Extension Faces Challenges Entering Its Second Century

In 1914, the Smith-Lever Act created a national Cooperative Extension System (Extension) that established partnerships between USDA, State land-grant universities and other institutions, and local partners (city or county governments), with the goal of promoting U.S. agricultural productivity growth and improving rural life. Extension's role has varied through time and across regions. In recent decades, Extension has relied increasingly on State and local support. The overall State share (including all funding within State) of total Extension funding increased from about 60 percent in the early 1970s to nearly 80 percent in recent years (2007-2012). However, the levels of total Extension spending as well as the total number of Extension full-time equivalent (FTE) staff people are quite diverse across production regions.

Total Extension spending in constant dollars has declined since the 1980s, leading to declining full-time equivalent (FTE) staffing levels. Across 10 USDA production regions, the Appalachian, Corn Belt, and Northeast regions have the highest Extension FTEs in both 1980 and 2010. Total FTEs declined by 20-30 percent between 1980 and 2010 in those regions, greater than those in most other regions. Tightening budgets and varied natural resources have led to diverse Extension portfolios in each State. On average, in 2010 about a quarter of total FTEs were dedicated to the sustainable agricultural systems program, and another quarter to the family and consumer sciences program. The Lake States and Corn Belt regions dedicated a larger share (about one-third) to the family and consumer sciences area, while the Pacific region dedicated nearly 40 percent of its FTEs to the sustainable agricultural systems program.

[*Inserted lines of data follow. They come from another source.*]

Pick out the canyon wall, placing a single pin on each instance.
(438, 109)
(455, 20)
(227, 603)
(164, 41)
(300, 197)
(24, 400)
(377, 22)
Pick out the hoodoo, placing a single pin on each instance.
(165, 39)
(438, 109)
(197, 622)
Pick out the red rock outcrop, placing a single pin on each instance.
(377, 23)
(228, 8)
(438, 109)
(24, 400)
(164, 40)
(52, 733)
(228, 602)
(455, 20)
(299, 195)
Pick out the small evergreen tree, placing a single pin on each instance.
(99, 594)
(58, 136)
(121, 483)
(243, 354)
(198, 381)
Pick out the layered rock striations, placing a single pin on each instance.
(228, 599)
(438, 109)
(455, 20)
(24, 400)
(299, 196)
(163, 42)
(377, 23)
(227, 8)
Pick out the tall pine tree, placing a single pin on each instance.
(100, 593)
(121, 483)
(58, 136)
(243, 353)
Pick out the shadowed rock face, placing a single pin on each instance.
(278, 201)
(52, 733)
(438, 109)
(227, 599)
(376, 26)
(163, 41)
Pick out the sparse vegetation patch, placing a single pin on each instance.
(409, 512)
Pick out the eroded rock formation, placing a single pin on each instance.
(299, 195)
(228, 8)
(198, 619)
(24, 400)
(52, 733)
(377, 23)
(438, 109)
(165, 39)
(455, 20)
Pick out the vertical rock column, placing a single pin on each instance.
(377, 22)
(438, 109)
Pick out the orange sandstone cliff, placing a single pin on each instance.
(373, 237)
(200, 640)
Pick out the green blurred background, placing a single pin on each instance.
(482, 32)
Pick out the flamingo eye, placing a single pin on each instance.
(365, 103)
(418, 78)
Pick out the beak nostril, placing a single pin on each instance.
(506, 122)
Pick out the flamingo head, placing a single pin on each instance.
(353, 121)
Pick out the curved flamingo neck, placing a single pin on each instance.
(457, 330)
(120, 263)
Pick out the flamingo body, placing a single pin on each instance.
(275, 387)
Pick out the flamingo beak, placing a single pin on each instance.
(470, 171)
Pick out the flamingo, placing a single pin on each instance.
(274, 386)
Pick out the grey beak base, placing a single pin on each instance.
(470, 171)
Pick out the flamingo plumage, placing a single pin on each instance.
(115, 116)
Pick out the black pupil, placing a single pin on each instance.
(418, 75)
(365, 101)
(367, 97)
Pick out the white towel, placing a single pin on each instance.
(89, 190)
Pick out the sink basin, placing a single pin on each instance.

Based on USDA statistics, by 2011, total U.S. agricultural production was more than 2.5 times its 1948 level. With aggregate agricultural inputs growing by only 4 percent during this time, productivity growth accounted for nearly all growth in agricultural output. Increasing productivity can benefit farmers and improve the rural economy. Yet, the pace of productivity growth was uneven across States. While research investment (R&D) is the major driver of productivity growth, Extension programs can also help improve farm productivity by helping farmers to adopt the most up-to-date techniques and practices. ERS researchers found that for each 1-percent increase in Extension density (Extension FTEs per farm), farm production costs declined by 0.25 percent. There is also evidence that a higher Extension density can enhance the effects of public R&D investment on a State’s productivity growth.

Meeting growing global demand for affordable food and fiber without overburdening natural resources requires continuing growth in global agricultural productivity. Public and private investments in both R&D and Extension-type activities can help support continuing U.S. agricultural productivity growth.